Authored by RKSimon on Jan 25 2016, 8:41 AM.

Details

Summary

This patch attempts to represent a shuffle as a repeating shuffle (recognisable by is128BitLaneRepeatedShuffleMask) with the source input(s) in their original lanes, followed by a single permutation of the 128-bit lanes to their final destinations.

On AVX2 we can additionally attempt to match using 64-bit sub-lane permutation. AVX2 can also now match a similar 'broadcasted' repeating shuffle.

This patch has several benefits:

  • Avoids prematurely matching with lowerVectorShuffleByMerging128BitLanes which can require both inputs to have their input lanes permuted before shuffling.
  • Can replace PERMPS/PERMD instructions - although these are useful for cross-lane unary shuffling, they require their shuffle mask to be pre-loaded (and increase register pressure).
  • Matching the repeating shuffle makes use of a lot of existing shuffle lowering.

There is an outstanding minor AVX1 regression (combine_unneeded_subvector1 in vector-shuffle-combining.ll) of a previously 128-bit shuffle + subvector splat being converted to a subvector splat + (2 instruction) 256-bit shuffle, I intend to fix this in a followup patch for review.

Diff Detail

Repository
rL LLVM

Event Timeline

RKSimon updated this revision to Diff 45870.Jan 25 2016, 8:41 AM
RKSimon retitled this revision from to [X86][AVX] Lower shuffles as repeated lane shuffles then lane-crossing shuffles.
RKSimon updated this object.
RKSimon added reviewers: qcolombet, delena, andreadb.
RKSimon set the repository for this revision to rL LLVM.
RKSimon added a subscriber: llvm-commits.
spatel added a subscriber: spatel.Jan 25 2016, 8:58 AM
ab added a subscriber: ab.Feb 11 2016, 12:35 PM
ab added inline comments.
lib/Target/X86/X86ISelLowering.cpp
10645 ↗(On Diff #45870)

Lower -> lower?

10732 ↗(On Diff #45870)

I found this non-obvious; it might help to split it in two?

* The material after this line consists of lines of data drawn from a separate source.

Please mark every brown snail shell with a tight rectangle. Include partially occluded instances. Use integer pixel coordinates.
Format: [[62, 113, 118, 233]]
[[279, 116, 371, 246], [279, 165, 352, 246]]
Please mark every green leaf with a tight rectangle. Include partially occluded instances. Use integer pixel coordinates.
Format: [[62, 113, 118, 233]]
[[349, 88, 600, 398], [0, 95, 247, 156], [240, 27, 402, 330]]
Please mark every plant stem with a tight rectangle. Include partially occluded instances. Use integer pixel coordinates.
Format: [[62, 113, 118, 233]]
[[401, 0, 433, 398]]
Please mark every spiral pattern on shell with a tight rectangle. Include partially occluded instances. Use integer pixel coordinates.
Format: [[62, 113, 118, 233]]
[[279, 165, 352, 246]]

IIUC the first part picks the lane and the second part picks the sublane, right?

RKSimon updated this revision to Diff 47734.Feb 11 2016, 3:05 PM

Updated based on Ahmed's comments

ab accepted this revision.Feb 12 2016, 10:25 AM
ab added a reviewer: ab.

LGTM

This revision is now accepted and ready to land.Feb 12 2016, 10:25 AM
This revision was automatically updated to reflect the committed changes.